By: Gary Graff
Eric Burdon's first solo album in six years, "'Til Your River Runs Dry," may be just out, but an even bigger story this year is the 50th anniversary of his old band, The Animals, a Rock and Roll Hall of Fame concern known for its seminal rendition of "The House of the Rising Sun" and hits such as "It's My Life," "We Gotta Get Out of This Place" and "Don't Let Me Be Misunderstood."
Daytrotter is planning a celebration at this year's South By Southwest Music + Media Conference, with other artists recording covers and video tributes, but Burdon tells us fans shouldn't expect much more in the way of commemorating the anniversary:
"From my personal point of view, The Animals are dead. I mean, they've killed themselves. They were always the band that could not live up to their name. And I kept using the name for strictly promotional purposes, so that young kids would associate the name The Animals with The Beatles, the Stones and that period...But I got sued for using the name by former members of the band...”
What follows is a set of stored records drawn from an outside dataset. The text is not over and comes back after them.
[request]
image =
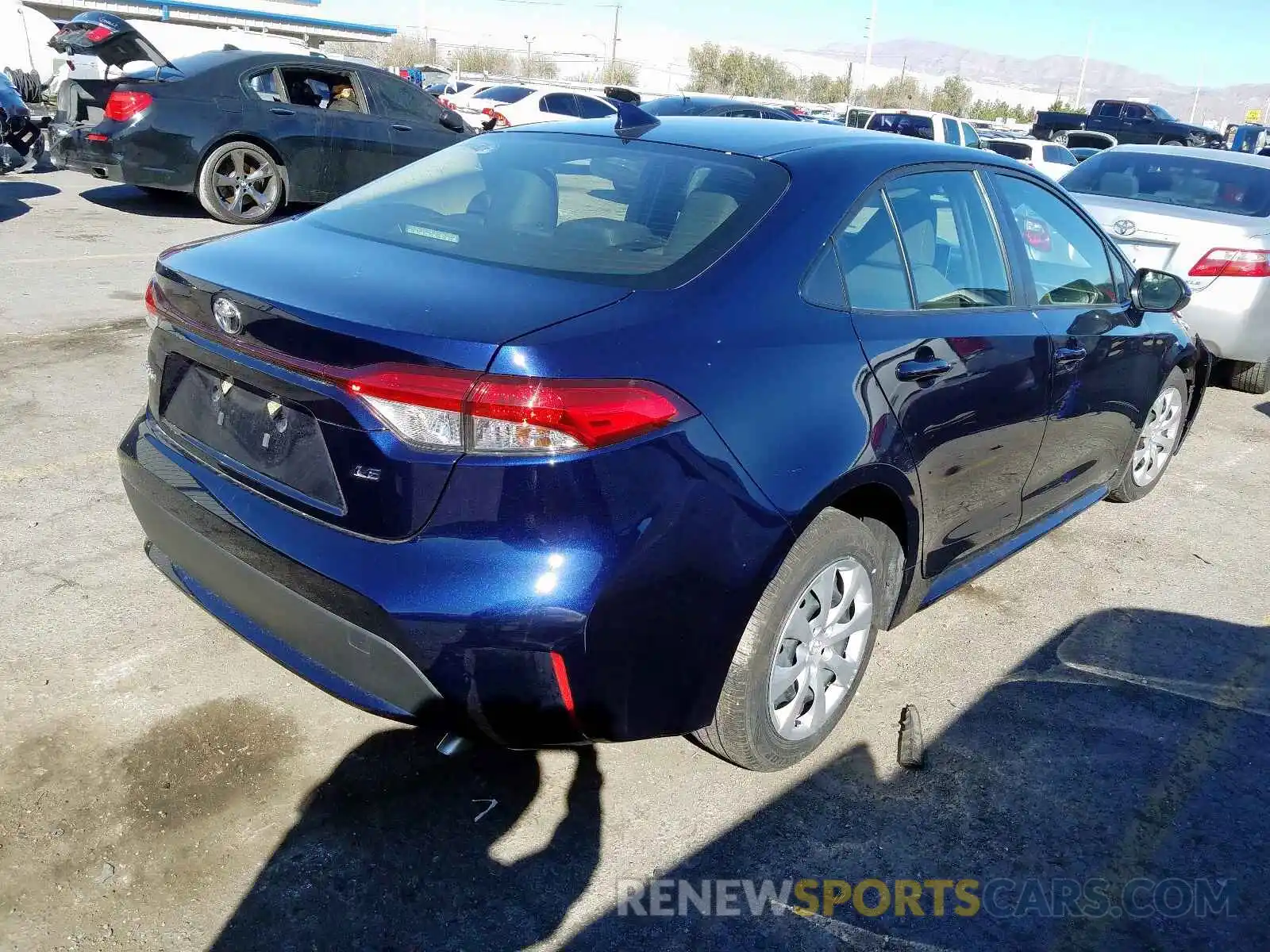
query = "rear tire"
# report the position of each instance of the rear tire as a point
(1153, 450)
(804, 654)
(241, 183)
(1250, 378)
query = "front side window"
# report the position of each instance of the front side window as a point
(267, 86)
(952, 245)
(872, 264)
(581, 207)
(1067, 255)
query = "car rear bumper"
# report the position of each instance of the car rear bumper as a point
(114, 160)
(556, 635)
(1232, 315)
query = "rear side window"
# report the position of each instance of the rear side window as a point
(1058, 155)
(559, 103)
(1183, 177)
(1067, 257)
(505, 94)
(903, 124)
(952, 245)
(872, 264)
(1014, 150)
(637, 215)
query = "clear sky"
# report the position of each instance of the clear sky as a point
(1175, 38)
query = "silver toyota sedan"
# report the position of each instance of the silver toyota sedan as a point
(1203, 215)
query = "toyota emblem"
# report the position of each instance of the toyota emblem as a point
(228, 315)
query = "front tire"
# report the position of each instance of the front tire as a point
(241, 183)
(806, 647)
(1250, 378)
(1156, 443)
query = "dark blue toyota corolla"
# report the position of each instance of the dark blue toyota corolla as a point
(588, 433)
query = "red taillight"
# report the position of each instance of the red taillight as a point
(497, 414)
(563, 682)
(1037, 235)
(124, 106)
(1232, 263)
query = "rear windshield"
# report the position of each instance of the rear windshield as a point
(1179, 178)
(905, 125)
(505, 94)
(1015, 150)
(637, 215)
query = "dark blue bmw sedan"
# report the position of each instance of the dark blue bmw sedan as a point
(584, 433)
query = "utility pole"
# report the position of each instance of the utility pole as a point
(613, 61)
(1085, 65)
(873, 29)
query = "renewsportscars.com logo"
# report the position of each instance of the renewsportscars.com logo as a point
(873, 898)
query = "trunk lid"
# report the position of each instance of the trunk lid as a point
(110, 38)
(1172, 238)
(317, 304)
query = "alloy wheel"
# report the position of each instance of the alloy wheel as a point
(1159, 437)
(821, 651)
(247, 184)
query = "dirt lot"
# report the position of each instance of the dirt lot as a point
(1096, 708)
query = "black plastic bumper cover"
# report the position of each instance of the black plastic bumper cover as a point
(325, 622)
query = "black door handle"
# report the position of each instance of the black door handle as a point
(1070, 355)
(922, 370)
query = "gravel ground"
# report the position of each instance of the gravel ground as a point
(1095, 708)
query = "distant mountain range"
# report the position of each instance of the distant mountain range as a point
(1057, 74)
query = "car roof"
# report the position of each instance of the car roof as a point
(768, 139)
(1218, 155)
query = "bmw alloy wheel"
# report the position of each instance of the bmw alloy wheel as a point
(1159, 437)
(247, 184)
(821, 651)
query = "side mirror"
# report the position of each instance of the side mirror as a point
(1159, 292)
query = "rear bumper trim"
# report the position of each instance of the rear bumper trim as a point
(239, 587)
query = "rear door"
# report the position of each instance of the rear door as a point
(1105, 371)
(413, 116)
(295, 129)
(962, 359)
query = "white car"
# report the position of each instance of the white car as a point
(935, 127)
(1045, 158)
(550, 106)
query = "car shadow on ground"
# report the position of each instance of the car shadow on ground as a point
(154, 205)
(1130, 752)
(1127, 757)
(393, 850)
(14, 194)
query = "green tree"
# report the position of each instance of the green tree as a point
(952, 97)
(540, 67)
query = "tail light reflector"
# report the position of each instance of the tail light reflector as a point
(122, 106)
(1232, 263)
(457, 410)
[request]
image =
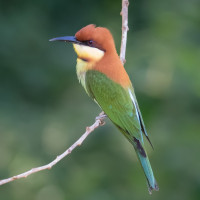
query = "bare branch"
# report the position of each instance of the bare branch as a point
(124, 14)
(99, 121)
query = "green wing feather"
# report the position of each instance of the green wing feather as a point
(121, 107)
(115, 101)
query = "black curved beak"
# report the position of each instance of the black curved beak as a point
(66, 39)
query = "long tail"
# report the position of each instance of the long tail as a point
(144, 161)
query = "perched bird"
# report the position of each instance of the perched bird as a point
(105, 80)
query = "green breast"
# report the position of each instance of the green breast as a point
(114, 100)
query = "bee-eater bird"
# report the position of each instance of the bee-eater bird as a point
(105, 80)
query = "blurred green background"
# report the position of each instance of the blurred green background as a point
(43, 108)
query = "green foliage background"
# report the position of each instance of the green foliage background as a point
(43, 109)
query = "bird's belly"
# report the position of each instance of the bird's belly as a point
(81, 69)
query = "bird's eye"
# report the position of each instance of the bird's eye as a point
(90, 42)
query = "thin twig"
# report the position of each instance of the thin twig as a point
(124, 14)
(99, 121)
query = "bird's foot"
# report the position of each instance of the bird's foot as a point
(101, 117)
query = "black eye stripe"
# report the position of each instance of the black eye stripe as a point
(92, 43)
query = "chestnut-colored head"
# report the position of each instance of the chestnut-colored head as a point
(98, 37)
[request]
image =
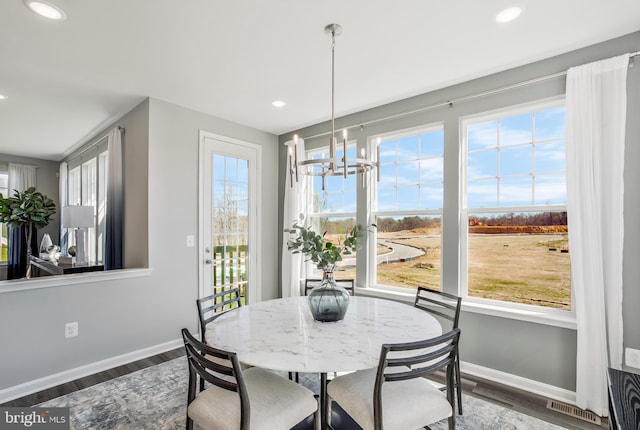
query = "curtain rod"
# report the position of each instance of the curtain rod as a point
(122, 129)
(451, 102)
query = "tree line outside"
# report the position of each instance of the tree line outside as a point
(515, 259)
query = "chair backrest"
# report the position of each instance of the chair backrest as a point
(444, 305)
(211, 307)
(347, 284)
(218, 372)
(416, 360)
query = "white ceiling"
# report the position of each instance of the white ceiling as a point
(66, 80)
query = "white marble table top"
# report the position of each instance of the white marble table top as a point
(281, 334)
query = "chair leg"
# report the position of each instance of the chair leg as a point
(458, 386)
(317, 417)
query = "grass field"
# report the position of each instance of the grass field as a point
(520, 268)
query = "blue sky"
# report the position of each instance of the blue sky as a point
(412, 166)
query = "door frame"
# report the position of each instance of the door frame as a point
(254, 293)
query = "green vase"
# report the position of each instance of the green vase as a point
(328, 301)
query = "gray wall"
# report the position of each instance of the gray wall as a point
(538, 352)
(125, 315)
(47, 184)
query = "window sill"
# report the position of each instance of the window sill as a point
(533, 315)
(71, 279)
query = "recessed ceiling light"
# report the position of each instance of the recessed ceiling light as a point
(508, 14)
(45, 9)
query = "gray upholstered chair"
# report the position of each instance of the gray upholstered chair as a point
(396, 395)
(211, 307)
(253, 399)
(446, 308)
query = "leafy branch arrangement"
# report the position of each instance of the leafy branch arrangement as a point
(27, 209)
(321, 252)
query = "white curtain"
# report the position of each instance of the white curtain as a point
(113, 258)
(21, 177)
(62, 190)
(596, 113)
(295, 199)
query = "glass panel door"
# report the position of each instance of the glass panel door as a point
(228, 218)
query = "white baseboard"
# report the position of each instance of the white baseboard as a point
(529, 385)
(49, 381)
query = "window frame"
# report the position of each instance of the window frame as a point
(493, 306)
(309, 269)
(96, 158)
(372, 212)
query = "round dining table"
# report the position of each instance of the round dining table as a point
(281, 334)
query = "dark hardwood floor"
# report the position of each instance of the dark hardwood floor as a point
(520, 401)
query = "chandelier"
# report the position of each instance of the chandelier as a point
(334, 165)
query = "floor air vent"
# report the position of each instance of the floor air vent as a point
(574, 411)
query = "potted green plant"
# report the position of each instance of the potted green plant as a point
(328, 301)
(27, 209)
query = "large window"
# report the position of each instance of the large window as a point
(515, 244)
(4, 240)
(87, 179)
(408, 201)
(513, 236)
(332, 209)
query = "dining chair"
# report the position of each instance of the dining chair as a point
(347, 284)
(216, 304)
(396, 395)
(446, 308)
(239, 399)
(212, 307)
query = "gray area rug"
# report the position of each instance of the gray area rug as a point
(155, 398)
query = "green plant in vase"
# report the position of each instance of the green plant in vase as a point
(328, 301)
(27, 209)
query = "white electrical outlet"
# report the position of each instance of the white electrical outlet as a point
(71, 329)
(632, 357)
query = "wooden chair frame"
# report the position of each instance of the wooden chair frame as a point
(447, 306)
(226, 377)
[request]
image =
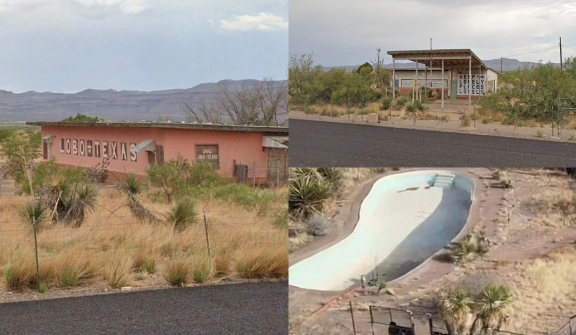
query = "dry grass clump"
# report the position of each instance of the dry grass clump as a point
(544, 287)
(113, 246)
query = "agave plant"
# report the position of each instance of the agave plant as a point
(307, 195)
(456, 308)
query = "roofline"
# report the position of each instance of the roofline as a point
(241, 128)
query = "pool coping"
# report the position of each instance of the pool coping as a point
(351, 211)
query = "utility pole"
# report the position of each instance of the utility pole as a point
(560, 53)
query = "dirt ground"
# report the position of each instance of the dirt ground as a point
(493, 129)
(533, 253)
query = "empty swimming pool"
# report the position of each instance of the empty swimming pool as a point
(404, 219)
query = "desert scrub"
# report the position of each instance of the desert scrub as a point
(177, 272)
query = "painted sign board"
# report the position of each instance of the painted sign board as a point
(209, 153)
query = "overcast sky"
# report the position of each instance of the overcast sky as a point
(349, 32)
(71, 45)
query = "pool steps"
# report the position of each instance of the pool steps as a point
(444, 180)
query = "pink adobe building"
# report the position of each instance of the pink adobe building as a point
(242, 153)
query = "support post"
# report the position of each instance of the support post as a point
(394, 79)
(352, 315)
(206, 231)
(35, 224)
(470, 81)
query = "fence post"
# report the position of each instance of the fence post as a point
(206, 230)
(254, 174)
(352, 315)
(371, 320)
(277, 173)
(35, 224)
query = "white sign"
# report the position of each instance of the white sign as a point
(436, 83)
(478, 84)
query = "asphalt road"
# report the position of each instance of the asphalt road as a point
(317, 143)
(255, 308)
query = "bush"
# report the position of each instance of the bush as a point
(400, 102)
(386, 103)
(177, 273)
(307, 194)
(183, 214)
(201, 270)
(317, 225)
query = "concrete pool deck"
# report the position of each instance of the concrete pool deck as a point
(415, 241)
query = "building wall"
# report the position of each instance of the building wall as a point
(244, 147)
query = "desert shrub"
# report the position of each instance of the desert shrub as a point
(475, 244)
(400, 102)
(268, 264)
(19, 275)
(222, 266)
(307, 195)
(117, 271)
(177, 272)
(317, 225)
(183, 214)
(201, 270)
(247, 196)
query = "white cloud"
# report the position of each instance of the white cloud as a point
(262, 21)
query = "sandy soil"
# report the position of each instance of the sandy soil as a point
(531, 242)
(493, 129)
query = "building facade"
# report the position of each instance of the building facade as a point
(243, 153)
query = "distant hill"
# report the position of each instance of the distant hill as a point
(110, 104)
(507, 65)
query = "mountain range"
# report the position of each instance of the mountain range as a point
(508, 64)
(111, 104)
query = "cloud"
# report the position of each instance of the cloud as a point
(262, 22)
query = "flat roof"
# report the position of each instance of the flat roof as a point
(453, 58)
(196, 126)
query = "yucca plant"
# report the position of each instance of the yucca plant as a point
(83, 200)
(307, 195)
(492, 303)
(33, 210)
(183, 214)
(456, 308)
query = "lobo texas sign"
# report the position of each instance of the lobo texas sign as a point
(104, 149)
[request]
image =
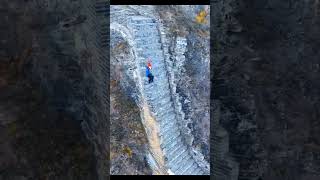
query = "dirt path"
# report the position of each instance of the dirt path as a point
(152, 131)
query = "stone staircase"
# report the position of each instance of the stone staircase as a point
(157, 94)
(146, 42)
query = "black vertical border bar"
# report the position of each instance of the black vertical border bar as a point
(163, 2)
(211, 89)
(108, 87)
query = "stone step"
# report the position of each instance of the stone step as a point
(173, 160)
(168, 146)
(181, 171)
(185, 155)
(163, 112)
(181, 164)
(167, 136)
(167, 120)
(189, 169)
(175, 151)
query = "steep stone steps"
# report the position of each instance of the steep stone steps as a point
(146, 39)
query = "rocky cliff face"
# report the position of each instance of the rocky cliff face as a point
(53, 51)
(265, 74)
(181, 116)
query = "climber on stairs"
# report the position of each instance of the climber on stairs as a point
(148, 72)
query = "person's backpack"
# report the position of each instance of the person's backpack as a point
(147, 71)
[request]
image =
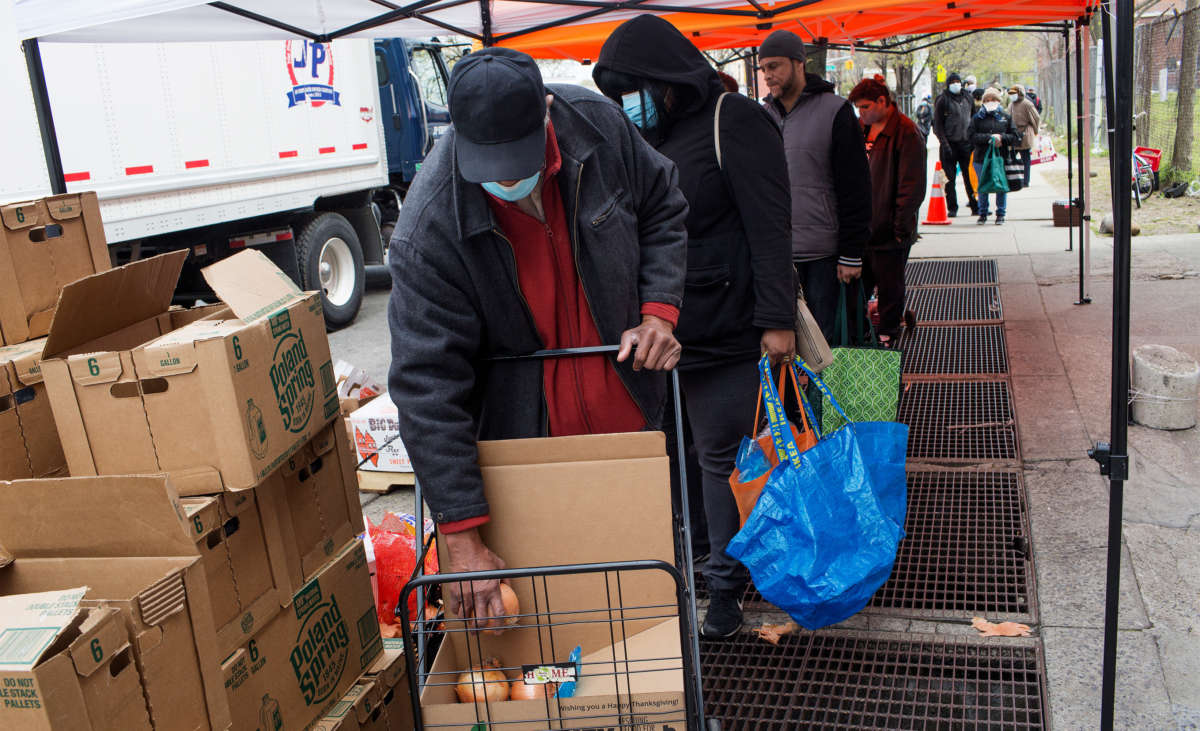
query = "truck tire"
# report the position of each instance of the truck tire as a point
(330, 261)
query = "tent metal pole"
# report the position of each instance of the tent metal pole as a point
(1114, 457)
(1109, 115)
(45, 117)
(1071, 163)
(485, 22)
(1081, 150)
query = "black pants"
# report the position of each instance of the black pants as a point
(1026, 157)
(720, 411)
(954, 157)
(883, 269)
(819, 279)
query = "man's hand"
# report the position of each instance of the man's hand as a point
(478, 599)
(657, 347)
(778, 345)
(849, 274)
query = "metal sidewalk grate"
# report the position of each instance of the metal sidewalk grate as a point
(850, 679)
(943, 351)
(954, 304)
(959, 421)
(966, 552)
(948, 273)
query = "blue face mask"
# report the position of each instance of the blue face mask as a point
(517, 191)
(645, 117)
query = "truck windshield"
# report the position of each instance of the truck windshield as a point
(429, 76)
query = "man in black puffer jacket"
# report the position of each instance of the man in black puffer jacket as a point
(952, 115)
(739, 297)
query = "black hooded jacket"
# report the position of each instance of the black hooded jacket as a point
(739, 245)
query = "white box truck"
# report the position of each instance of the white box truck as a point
(300, 148)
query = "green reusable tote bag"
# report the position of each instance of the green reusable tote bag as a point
(864, 377)
(993, 178)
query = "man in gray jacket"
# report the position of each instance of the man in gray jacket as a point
(541, 220)
(828, 173)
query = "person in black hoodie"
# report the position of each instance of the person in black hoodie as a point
(739, 293)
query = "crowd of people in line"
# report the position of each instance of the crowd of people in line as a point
(669, 214)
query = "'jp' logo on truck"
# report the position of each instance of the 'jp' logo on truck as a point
(311, 70)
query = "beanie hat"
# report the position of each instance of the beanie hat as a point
(783, 43)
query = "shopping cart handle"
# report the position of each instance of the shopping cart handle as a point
(559, 353)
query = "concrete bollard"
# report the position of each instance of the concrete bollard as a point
(1164, 388)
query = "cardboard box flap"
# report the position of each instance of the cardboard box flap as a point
(111, 300)
(30, 623)
(251, 285)
(93, 517)
(24, 214)
(65, 208)
(585, 448)
(102, 635)
(25, 359)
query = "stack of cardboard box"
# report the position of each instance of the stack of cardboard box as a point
(213, 504)
(43, 245)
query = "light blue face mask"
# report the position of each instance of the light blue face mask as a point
(517, 191)
(645, 117)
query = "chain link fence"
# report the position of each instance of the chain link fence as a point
(1158, 66)
(1158, 70)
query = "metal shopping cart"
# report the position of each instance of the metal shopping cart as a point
(641, 612)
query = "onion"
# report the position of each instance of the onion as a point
(484, 684)
(528, 691)
(511, 606)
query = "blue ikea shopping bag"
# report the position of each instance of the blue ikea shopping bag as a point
(823, 537)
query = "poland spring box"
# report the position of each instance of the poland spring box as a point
(219, 402)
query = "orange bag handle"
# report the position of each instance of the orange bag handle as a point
(799, 401)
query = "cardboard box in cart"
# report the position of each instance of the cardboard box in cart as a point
(307, 657)
(45, 245)
(577, 499)
(65, 667)
(219, 403)
(123, 539)
(29, 442)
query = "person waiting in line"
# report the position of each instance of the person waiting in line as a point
(540, 220)
(828, 174)
(952, 117)
(897, 153)
(991, 127)
(925, 115)
(739, 297)
(1026, 120)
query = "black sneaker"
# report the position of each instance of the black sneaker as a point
(724, 617)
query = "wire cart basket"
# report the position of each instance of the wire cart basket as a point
(642, 612)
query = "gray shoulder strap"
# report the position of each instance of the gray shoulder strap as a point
(717, 127)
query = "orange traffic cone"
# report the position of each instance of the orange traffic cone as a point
(936, 214)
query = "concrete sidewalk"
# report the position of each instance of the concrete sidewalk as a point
(1061, 360)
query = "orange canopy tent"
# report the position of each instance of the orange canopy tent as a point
(844, 22)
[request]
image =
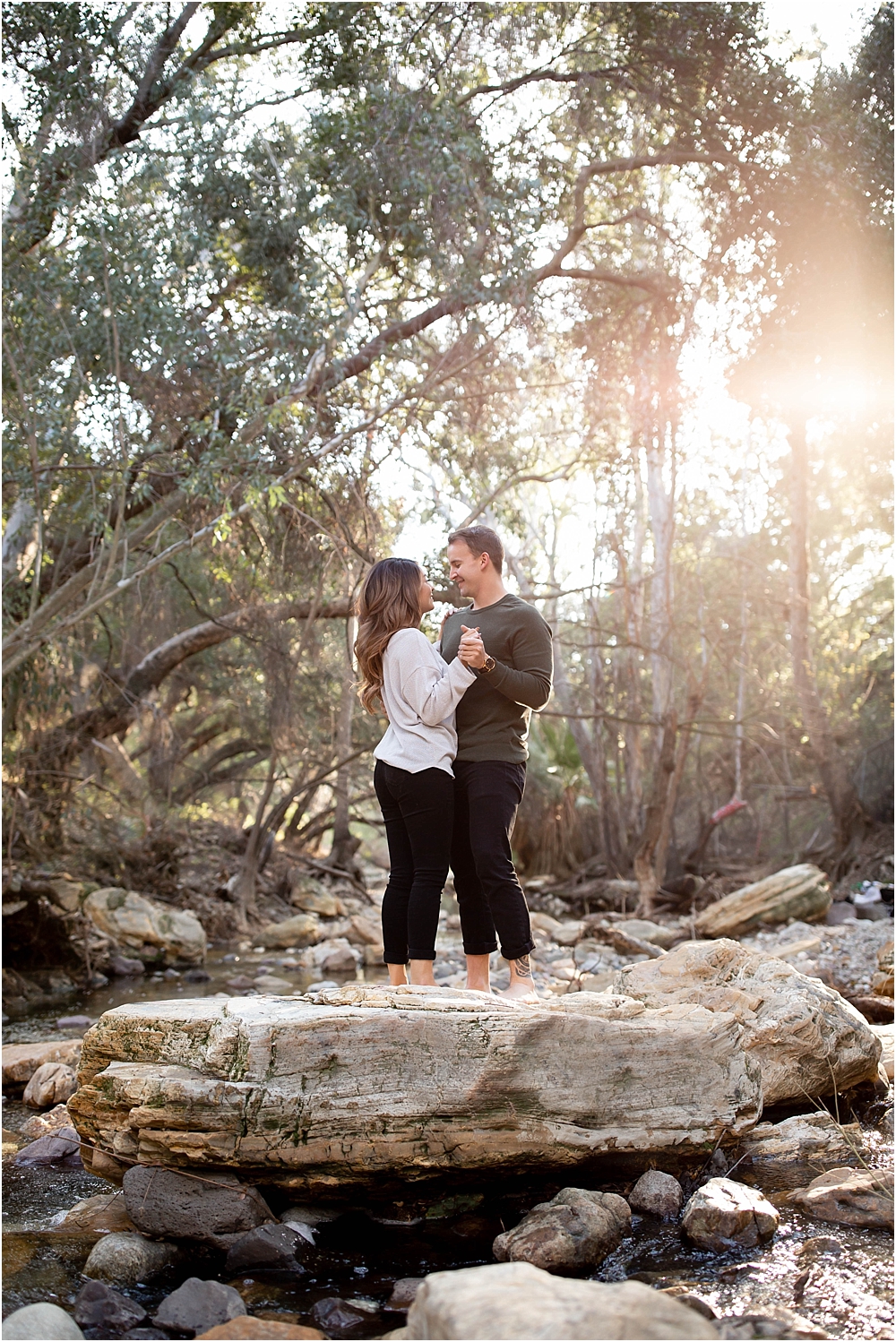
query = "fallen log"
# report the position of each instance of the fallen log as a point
(794, 892)
(365, 1083)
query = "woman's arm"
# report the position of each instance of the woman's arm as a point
(431, 692)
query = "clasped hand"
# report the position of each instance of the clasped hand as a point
(471, 649)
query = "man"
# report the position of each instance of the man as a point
(514, 667)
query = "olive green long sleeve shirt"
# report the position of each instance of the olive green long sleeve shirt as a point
(493, 717)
“So it's a very negative thing for me -- not negative, but it's the past...I just couldn't get the name to work, really, for me and for my music, so it's OK if everybody else looks at the Animals history and gets, receives some excitement and some message out of it. That`s fine. But for me, it's over. I'm on my own now."
The Animals broke up in 1968 and had various reunions since 1977 -- including albums that year and in 1983. Burdon began using the band name again in 1998, but original drummer John Steel successfully sued to prevent that in 2008.
Burdon has a handful of concerts booked so far to promote "'Til Your River Runs Dry" and is also working on his third memoir, which he hopes to publish in 2014.